Wind energy projects have to obtain permits from South Dakota’s Public Utilities Commission. One of the commissioners, Chris Nelson, said he had not heard of the 1979 state law prior to it coming up recently; however, he said when a wind farm is developed, the only land that’s bought is typically for electrical substations or operations sheds. And that land could be under the 160-acre legal limit.

“What they do purchase is easements for the location of their wind towers and connector lines,” Nelson said. “And easements are considered to be real estate, but how they fit into that statute, I have no idea.”

A closer look at the latest federal report shows that among the 307 ag-land acquisitions over 160 acres in South Dakota by foreigners, only 24 involve an ownership stake greater than zero, with the rest presumably being easements.

The federal report lists foreign wind energy companies holding land in Deuel, Hyde, Roberts and Grant counties. Representatives of the register of deeds or equalization offices in each county told South Dakota Searchlight that all of those companies primarily have easements, not actual land ownership, with the exception of operations buildings and electrical substations. An example is Dakota Range III, of France, which owns 5.2 acres for its operating building in Grant County.

Mary Etsep, USDA’s Agricultural Foreign Investment Disclosure Act program manager, did not reply to South Dakota Searchlight’s multiple requests for information about how easements are handled in the federal data.

Lawmakers’ response

State Sen. Lee Schoenbeck, R-Watertown, is the Senate president pro tempore. He contends the state knowingly does not enforce the existing state laws on foreign ag-land ownership because, in his opinion, they’re unconstitutional.

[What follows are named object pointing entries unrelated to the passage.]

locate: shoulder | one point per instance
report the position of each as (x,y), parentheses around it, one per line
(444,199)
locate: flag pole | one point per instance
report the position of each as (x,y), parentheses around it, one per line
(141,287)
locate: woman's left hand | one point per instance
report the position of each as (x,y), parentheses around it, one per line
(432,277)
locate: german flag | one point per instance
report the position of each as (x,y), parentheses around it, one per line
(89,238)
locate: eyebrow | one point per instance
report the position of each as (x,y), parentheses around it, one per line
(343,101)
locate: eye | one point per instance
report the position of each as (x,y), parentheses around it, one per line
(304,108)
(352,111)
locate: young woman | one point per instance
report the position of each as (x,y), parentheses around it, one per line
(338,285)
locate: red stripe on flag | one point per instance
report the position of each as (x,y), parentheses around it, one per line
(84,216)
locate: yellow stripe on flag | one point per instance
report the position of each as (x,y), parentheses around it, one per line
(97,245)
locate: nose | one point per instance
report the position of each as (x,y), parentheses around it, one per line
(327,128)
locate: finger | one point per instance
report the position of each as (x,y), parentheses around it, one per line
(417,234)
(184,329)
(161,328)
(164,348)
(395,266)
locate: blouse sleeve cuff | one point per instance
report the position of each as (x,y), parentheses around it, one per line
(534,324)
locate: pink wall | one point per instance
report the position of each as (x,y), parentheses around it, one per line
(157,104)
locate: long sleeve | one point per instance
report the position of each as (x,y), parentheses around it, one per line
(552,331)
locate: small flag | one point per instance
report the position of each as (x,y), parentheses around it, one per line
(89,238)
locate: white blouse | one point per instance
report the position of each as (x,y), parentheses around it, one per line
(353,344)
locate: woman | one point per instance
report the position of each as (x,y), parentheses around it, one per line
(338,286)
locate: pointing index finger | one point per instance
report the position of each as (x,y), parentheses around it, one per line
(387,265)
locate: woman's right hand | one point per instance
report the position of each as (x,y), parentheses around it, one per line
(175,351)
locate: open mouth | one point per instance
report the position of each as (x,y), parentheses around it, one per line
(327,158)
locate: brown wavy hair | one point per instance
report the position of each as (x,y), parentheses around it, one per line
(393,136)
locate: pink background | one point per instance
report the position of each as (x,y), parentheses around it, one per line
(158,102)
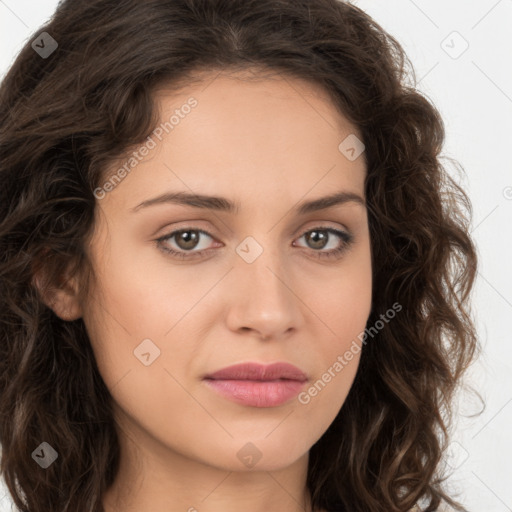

“People knew the law exists, I knew the law exists,” Schoenbeck said. “Nobody cared. This is still America. What, are we supposed to tell people who they can sell their land to?”

But not every leading lawmaker knew the laws existed. Rep. Tony Venhuizen, R-Sioux Falls, who previously served in the Noem and Daugaard gubernatorial administrations, said he first heard of the laws during the most recent legislative session.

House Majority Leader Will Mortenson, R-Pierre, views the laws as useful.

“The law prioritizes South Dakotans and recognizes the importance of our ag land,” Mortenson said. “What could be more American than that?”

Rep. Karla Lems, R-Canton, said she’d never heard of the 1979 laws, despite all the recent rhetoric she’s heard about foreign-owned land. She was surprised to learn there’s only one known instance of state officials acting on the law.

“This is absolutely breathtaking,” Lems said. “Wow.”

1979 bill sponsor’s response

Former legislator Kent Frerichs, a Democrat from Wilmot, sponsored the 1979 bill that created the state’s current laws. Congress had recently passed the law requiring USDA reports of foreign purchases of ag land, and those reports showed 11,201 acres in the state were under foreign ownership at the time — up by 8,302 acres in the preceding two years. Frerichs said many South Dakotans were worried at the time about the rising cost of land and how foreign ownership was impacting supply and demand.

Frerichs said politicians today are more interested in looking like they’re concerned about the problem of foreign ownership than actually solving it.

“Looks to me like they forgot all about this law, or ignored it,” Frerichs said. “But instead of starting from square one as they have been, they need to start with enforcing the laws we already have.”